The Taskforce on Nature-related Financial Disclosures (TNFD), which will release its final version in September 2023, provides a first of its kind methodology for corporates and finance to start to evaluate these risks to inform future Nature Strategies. The TNFD’s Knowledge Bank points to tools that can help entities understand their dependencies on nature (e.g. ENCORE), estimate where such risks may be located (e.g. Nature Map Explorer or WWF’s Water and Biodiversity Risk Filter Suite), and evaluate what this means for them (e.g. Trase Earth for high-priority supply chains, Commodity Footprints Tool). Other methodologies are also publicly available to measure biodiversity as a financial institution, set science-based targets on nature and water, and benchmark company progress on nature.

Taking action on nature

On a pragmatic level, the climate crisis is inseparable from the nature crisis. Both have implications for social wellbeing, health, and a safe and healthy environment for workforces and communities – issues that come together under this transition. However, the infrastructure to deliver nature-positive outcomes at a corporate level is still nascent compared to climate change.

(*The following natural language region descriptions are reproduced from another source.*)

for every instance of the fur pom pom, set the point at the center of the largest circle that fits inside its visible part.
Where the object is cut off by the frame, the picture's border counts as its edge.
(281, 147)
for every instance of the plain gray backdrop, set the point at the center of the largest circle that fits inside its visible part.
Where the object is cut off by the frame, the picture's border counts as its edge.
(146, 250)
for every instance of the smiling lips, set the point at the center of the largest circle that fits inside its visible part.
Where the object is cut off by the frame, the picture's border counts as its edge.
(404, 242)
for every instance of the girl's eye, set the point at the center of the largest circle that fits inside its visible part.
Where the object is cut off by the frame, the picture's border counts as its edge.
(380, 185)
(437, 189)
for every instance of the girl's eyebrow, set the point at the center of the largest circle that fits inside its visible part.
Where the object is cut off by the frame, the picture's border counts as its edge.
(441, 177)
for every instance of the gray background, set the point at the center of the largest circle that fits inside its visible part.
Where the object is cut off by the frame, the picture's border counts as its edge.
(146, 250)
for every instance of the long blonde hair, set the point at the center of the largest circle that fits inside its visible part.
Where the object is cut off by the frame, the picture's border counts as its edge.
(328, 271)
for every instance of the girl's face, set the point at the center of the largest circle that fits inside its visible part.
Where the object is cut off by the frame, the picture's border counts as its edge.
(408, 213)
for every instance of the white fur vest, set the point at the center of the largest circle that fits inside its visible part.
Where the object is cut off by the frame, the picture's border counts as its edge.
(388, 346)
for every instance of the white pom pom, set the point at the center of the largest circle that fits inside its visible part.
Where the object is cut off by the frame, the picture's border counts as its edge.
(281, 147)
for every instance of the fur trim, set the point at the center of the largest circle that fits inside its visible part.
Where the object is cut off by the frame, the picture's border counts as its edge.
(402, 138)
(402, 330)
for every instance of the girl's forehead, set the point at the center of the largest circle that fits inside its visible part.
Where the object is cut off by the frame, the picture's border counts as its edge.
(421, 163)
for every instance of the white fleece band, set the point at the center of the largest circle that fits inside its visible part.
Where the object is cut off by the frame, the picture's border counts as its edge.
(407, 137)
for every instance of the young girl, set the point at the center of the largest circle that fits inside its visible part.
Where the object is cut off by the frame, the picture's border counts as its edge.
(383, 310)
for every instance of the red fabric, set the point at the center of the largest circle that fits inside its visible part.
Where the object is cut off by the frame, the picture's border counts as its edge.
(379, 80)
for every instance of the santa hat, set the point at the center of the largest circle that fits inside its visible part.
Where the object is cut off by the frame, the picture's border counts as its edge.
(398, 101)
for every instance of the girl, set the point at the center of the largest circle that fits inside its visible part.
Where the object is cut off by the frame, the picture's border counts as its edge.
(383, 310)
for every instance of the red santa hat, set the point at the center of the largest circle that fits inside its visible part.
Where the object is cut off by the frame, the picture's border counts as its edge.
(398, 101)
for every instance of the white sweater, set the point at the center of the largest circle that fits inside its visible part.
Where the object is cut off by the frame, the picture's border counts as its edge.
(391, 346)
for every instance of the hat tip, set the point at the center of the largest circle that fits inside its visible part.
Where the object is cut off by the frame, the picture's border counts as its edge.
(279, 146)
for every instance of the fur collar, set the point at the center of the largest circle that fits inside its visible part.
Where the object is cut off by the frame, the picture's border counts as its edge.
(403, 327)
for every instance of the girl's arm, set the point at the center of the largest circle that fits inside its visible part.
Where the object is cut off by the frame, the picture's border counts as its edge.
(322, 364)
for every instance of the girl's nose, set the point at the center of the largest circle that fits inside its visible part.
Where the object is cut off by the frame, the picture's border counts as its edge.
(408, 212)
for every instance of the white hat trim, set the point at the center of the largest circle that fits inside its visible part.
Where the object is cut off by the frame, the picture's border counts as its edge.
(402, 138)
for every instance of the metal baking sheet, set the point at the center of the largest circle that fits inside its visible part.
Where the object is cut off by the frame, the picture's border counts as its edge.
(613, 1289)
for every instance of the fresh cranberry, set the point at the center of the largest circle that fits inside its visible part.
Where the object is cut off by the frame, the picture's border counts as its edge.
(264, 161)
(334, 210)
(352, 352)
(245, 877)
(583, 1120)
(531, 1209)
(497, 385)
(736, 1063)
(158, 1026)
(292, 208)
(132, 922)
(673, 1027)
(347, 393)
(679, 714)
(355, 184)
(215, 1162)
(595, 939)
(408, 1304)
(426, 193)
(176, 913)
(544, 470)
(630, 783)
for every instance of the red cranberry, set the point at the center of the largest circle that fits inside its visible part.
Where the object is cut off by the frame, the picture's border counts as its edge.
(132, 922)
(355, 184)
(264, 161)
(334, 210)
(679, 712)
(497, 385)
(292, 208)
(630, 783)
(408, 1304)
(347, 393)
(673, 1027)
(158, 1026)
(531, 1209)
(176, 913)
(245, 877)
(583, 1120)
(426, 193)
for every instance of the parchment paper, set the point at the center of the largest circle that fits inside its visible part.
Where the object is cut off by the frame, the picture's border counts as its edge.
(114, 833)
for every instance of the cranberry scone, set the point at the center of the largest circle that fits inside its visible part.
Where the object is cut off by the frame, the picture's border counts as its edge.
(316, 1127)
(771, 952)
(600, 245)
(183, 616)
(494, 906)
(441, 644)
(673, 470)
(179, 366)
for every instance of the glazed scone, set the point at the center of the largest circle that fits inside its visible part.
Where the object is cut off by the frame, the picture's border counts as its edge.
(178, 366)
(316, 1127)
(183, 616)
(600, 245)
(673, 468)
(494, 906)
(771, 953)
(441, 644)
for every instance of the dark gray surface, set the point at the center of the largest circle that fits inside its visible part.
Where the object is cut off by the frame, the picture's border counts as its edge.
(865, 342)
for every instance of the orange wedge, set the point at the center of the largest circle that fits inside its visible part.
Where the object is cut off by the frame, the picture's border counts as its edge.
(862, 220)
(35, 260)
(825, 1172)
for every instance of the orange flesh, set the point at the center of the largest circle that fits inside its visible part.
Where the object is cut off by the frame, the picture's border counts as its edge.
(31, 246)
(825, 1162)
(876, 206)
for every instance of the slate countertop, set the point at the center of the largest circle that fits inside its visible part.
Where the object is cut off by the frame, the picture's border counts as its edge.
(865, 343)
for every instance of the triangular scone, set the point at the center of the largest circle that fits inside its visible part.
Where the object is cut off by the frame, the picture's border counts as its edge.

Increased transparency and standardisation, driven by tools like the TNFD, are likely to lead to more useable data and the potential for new nature markets to emerge.

With that in mind, businesses should seek the following:

  1. Prepare and understand horizon risks. There are many tools available to start to understand the risks to your organisation and overlaps with climate.
  2. Take action cohesively and in a way that complements the businesses’ net-zero transition and social goals. The links between nature loss and climate change have been shown to be too strong to be solve separately. But in some cases, trade-offs must be acknowledged so that they can be mitigated to the extent possible.
  3. Look for the opportunities. The scale of the transition to a net zero economy is significant, but this means new value can be added.
  4. Be transparent about the barriers and challenges ahead, and seek alliances to enable more strategic, economy-wide transition rather than focus on disclosures alone.

There is no doubt that the whole of humanity relies heavily on nature, and it has been exploited for too long as a free commodity. Businesses, including the financial sector, will be a critical enabler to support the progress toward a whole-of-economy transition necessary to deliver nature-positive outcomes.